From an arial view of some anonymous stretch of Los Angeles we descend into a parking lot, and in that parking lot we find a man and a woman, hiding amidst the cars, speaking hushed and excitedly, and in the midst of this exchange we cut jarringly to the man’s point of view, to a close up-vision of the woman’s sculpted, lovely face, her eyes like luminous planets, and she’s looking right at him, at the camera, at us, and this is how, with great economy and elegance, we get locked from the very start into the almost dreamlike subjectivity of the doomed hero of Criss Cross (1949). We become lost in his longing as he watches the woman he desires dancing a rhumba in a club with Tony Curtis, and later become lost in the haze of a heist gone awry, a landscape made of smoke out of which figures in suits and gas masks and carrying guns appear and disappear. The hero’s voice-over narration speaks to us of the inescapability of fate—a thesis strengthened by the film’s subtle array of grid-like imagery—and, seeing events play out from his claustrophobic perspective, it becomes hard to argue with him.
Following Double Indemnity (1944), the second film in Metro Cinema’s Film Noir series leaps ahead five years to a moment when both the major studios and poverty row were churning out moody crime thrillers like so many bratwursts. Yet it’s remarkable how consistently good these films were, as though whatever, in retrospect, makes these films noir—artful atmosphere, moral ambiguity, social commentary, hot sex—makes them good. Director Robert Siodmak and star Burt Lancaster had already collaborated on the sublimely fatalistic, extremely liberal adaptation of Hemingway’s The Killers (1946), and while Criss Cross revisits somewhat similar thematic terrain, Daniel Fuchs’ script, based on Don Tracy’s novel of the same name, offers some fascinating variations on by-now familiar motifs. We’re back in the realm of secret affairs, criminal plans to escape or do away with an oppressive male power figure, and the femme fatale’s capacity to drain the hero’s better judgement—presuming he ever had any—familiar from Double Indemnity. But in this case the deadly female, played by Yvonne De Carlo, a considerably more angelic actress than Barbara Stanwyck, is no stranger taking advantage of the hero’s ignorance. She’s his ex-wife.

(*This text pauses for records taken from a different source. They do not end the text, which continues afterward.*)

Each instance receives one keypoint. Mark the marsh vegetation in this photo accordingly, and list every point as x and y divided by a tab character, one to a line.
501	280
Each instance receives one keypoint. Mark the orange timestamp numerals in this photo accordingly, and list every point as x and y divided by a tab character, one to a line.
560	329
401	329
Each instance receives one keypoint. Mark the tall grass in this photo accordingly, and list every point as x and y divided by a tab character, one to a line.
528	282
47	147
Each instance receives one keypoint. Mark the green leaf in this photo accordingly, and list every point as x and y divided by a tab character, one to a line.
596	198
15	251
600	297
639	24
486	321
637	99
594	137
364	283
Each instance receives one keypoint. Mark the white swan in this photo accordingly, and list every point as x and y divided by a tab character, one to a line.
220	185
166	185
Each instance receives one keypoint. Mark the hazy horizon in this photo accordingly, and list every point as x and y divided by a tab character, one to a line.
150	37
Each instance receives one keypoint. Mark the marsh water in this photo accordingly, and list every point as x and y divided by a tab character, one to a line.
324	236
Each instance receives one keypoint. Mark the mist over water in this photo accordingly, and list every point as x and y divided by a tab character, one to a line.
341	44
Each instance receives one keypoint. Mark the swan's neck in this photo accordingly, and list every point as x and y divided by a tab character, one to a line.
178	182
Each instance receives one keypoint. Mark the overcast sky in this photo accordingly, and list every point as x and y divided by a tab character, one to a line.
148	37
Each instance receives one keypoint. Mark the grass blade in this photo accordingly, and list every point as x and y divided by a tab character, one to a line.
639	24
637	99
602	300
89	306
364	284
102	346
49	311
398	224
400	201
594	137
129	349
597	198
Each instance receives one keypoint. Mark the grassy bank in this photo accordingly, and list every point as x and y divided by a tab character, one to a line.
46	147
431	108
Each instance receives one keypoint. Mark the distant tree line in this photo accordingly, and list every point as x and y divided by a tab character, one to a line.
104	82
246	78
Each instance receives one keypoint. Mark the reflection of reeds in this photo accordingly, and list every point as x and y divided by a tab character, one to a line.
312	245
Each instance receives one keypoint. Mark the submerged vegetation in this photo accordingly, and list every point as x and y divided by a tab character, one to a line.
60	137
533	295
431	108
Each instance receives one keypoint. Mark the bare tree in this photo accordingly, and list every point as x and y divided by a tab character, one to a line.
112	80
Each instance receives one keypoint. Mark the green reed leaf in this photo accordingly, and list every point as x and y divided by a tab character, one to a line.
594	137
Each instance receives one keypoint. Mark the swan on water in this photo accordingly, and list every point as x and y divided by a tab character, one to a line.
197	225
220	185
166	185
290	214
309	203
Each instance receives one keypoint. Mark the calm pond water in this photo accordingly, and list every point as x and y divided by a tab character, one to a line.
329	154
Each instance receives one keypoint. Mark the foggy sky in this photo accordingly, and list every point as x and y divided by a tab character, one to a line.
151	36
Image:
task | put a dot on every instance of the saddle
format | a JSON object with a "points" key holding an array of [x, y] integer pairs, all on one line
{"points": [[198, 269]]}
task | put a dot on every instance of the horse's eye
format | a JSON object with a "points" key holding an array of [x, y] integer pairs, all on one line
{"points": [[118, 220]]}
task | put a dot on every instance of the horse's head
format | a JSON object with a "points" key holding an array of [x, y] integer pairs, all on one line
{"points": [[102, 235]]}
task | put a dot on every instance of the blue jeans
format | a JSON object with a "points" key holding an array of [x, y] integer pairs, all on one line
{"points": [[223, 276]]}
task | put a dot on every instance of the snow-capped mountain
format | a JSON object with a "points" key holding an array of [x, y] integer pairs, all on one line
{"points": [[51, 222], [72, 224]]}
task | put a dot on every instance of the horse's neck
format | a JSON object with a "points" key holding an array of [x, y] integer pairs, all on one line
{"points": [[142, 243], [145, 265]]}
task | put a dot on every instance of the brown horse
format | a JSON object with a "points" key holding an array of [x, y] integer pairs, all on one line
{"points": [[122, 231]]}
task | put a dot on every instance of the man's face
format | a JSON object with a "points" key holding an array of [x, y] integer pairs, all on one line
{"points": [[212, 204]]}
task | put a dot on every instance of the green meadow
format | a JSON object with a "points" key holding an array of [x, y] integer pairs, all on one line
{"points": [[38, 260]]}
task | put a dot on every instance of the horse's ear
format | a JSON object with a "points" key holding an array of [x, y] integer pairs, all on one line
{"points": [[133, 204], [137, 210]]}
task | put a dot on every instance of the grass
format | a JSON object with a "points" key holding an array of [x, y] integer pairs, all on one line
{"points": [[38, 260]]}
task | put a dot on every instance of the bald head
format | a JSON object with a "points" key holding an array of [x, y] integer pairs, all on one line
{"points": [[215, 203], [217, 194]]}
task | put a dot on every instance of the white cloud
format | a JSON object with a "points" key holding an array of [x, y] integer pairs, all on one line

So Criss Cross is the story of a marriage. Lancaster’s beefy, hopelessly romantic armoured car guard already tried sharing a life with De Carlo’s object of desire, and, he says, they fought like cats and dogs. He left town for a while, then came back, and with one look at her on the dance floor, she not even knowing he’s watching her, he’s drawn in again. Since he went away she got herself glued to a very amusing douche bag crime lord, deliciously embodied by Dan Duryea, so she and Lancaster begin an affair—if you’re no good as spouses, maybe it’ll work as adulterous lovers. It doesn’t, of course. They want too much, nostalgic for what never really was. I hope I’m not spoiling things when I tell you that things end badly. But how do we get to that ending? Believe me, you’ve got to experience Criss Cross to really understand.